Man’s body was made deliberately imperfect, requiring an act to perfect it. This is symbolic of man’s entire creation. He is like the raw stalks of wheat that require many steps of refinement until they become a delicious loaf of bread. Man is a piece of raw material that takes a lifetime to perfect. This is man’s mission in life.
What tools does he use, and what is the picture of the perfection that he is trying to achieve?
Enter the mitzvot. Just as the goldsmith who melts his gold to remove its impurities and has an exact plan and system that he employs to do so, so, too, Hashem has given us the mitzvot so that through their performance we remove the impurities from ourselves. Each mitzvah exerts its unique influence on a person, perfecting a different part of him. The goal and purpose of every mitzvah is to purify us and make us into a more refined and holy people. The mitzvot must also be done repeatedly, to slowly but surely, remove all of the impurities; and as we do them more and more consistently, we refine ourselves more and more.

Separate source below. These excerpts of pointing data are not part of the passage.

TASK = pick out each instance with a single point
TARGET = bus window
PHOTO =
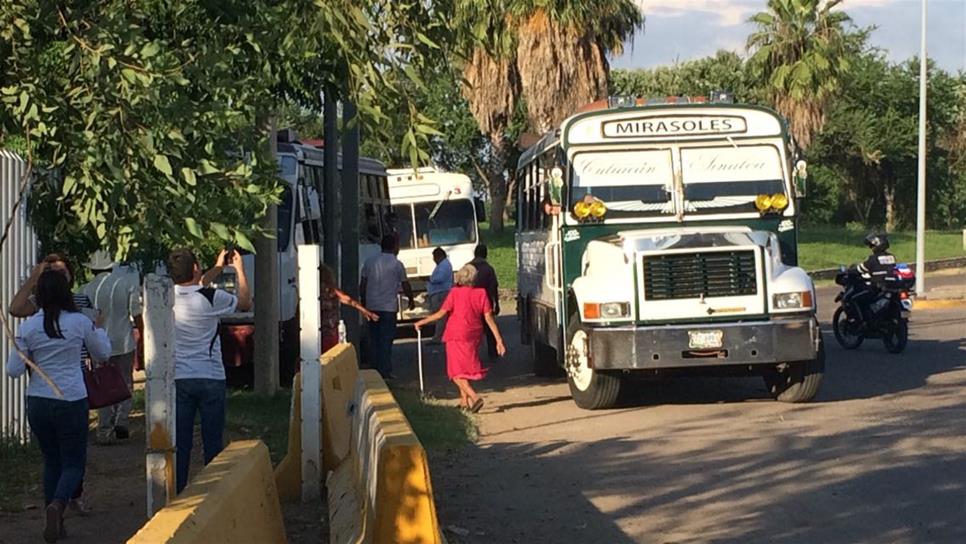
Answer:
(452, 223)
(404, 225)
(285, 213)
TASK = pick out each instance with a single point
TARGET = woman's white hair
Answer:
(466, 276)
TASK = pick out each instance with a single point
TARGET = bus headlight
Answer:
(792, 301)
(598, 209)
(607, 310)
(763, 203)
(779, 201)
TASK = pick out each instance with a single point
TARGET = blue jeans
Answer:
(382, 333)
(60, 427)
(205, 396)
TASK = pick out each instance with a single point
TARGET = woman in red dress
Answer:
(330, 298)
(468, 308)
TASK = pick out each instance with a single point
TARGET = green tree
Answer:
(551, 56)
(800, 50)
(699, 77)
(150, 118)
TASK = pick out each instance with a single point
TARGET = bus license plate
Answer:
(705, 339)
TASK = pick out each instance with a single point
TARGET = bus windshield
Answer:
(632, 183)
(440, 223)
(727, 179)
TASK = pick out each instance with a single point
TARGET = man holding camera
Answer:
(199, 374)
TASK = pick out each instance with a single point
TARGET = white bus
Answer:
(299, 222)
(433, 209)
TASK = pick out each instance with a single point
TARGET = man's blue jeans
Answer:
(60, 427)
(207, 397)
(382, 333)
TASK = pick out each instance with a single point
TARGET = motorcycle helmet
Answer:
(878, 243)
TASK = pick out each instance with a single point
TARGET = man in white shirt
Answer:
(199, 374)
(382, 277)
(115, 293)
(440, 282)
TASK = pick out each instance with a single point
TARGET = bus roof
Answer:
(427, 184)
(649, 123)
(315, 155)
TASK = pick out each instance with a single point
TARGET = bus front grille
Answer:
(703, 274)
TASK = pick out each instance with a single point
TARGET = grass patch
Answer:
(251, 416)
(439, 426)
(829, 246)
(20, 469)
(502, 253)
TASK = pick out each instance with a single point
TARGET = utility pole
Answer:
(265, 361)
(331, 211)
(921, 201)
(350, 216)
(159, 391)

The picture of the perfect man is molded in the image of Hashem. We are instructed to model ourselves after Hashem. Just as He is merciful, so are we supposed to be merciful. Just as Hashem visits the sick, so should we, etc. A lifetime of performing the mitzvot properly yields a refined person who models all the proper traits of Hashem.
Rabbi Akiva’s final reply to Turnusrufus applies to each of us as we attempt to better ourselves each day. Wishing everyone much success in their holy work!